Still, it is sunny, over 30 degrees, most of the newish snow is still pristine, and outside calls. We head to the dog park, where neither of us needs to be on a leash unless a stray sheriff shows up, hiding on his lunch break, as sometimes happens. It's not an official dog park, which makes it all the more fun.
Idgie meets her friend Sara, a saucy little black lab-basset hound mix with a pink bow collar, and they commence to run wild whackado circles around each other. As a dog, you must greet anyone who comes in your path, and so I do, exchanging big smiles and small talk with the other parka-clad owners, so glad of the chance to play outside and pretend we are called there by duty.
We walk a couple miles on hills and slippery half-packed snow. Which is a little like walking on half-wet sand dunes. I'm feeling pretty proud of myself. A couple months out of a knee and ankle injury, it's a fair workout that tests my proprioception, which is finally returning.

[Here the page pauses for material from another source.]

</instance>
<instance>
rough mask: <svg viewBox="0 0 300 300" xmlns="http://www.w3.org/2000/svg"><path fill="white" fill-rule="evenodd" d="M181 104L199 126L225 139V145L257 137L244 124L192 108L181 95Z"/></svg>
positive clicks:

But while I'm feeling happy from exercise and a dose of Vitamin D, smug about getting my hiking game back on, a breezy young couple jogs past me on the woodland trail.

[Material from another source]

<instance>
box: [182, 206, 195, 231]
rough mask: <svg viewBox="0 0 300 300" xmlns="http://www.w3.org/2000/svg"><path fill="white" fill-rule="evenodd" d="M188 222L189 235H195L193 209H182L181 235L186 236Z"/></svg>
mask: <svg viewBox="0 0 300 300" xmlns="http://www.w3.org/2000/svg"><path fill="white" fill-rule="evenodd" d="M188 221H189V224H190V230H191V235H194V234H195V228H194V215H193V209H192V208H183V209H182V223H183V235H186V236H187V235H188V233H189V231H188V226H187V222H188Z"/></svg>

On snowshoes. And they are MOVING. And talking. And not breathing hard in the least.
Dogs do not suffer shame or envy, for the most part, unless balls, attention, or food objects are involved. But people: hoooboyhowdy, do we. I shake it off and remember that once, I too was young and sprightly.
Okay. Never was I that sprightly.
I return to the moment, which is where I belong. We hop into the car, Idgie lured by some nice aged Wisconsin brick cheese, me by a bottle of prescription Advil that awaits me at home.
Content now that we're back, Idgie sleeps. But I am in the human condition and I must think about tomorrow. There are jobs to apply for tonight. I will have to cement my ever increasing butt to the seat of this chair and commune with this screen until it's done.
But first, maybe, a teensy little nap.
Woof!
Slippery indeed. I hope this next round brings lots of productive fetching.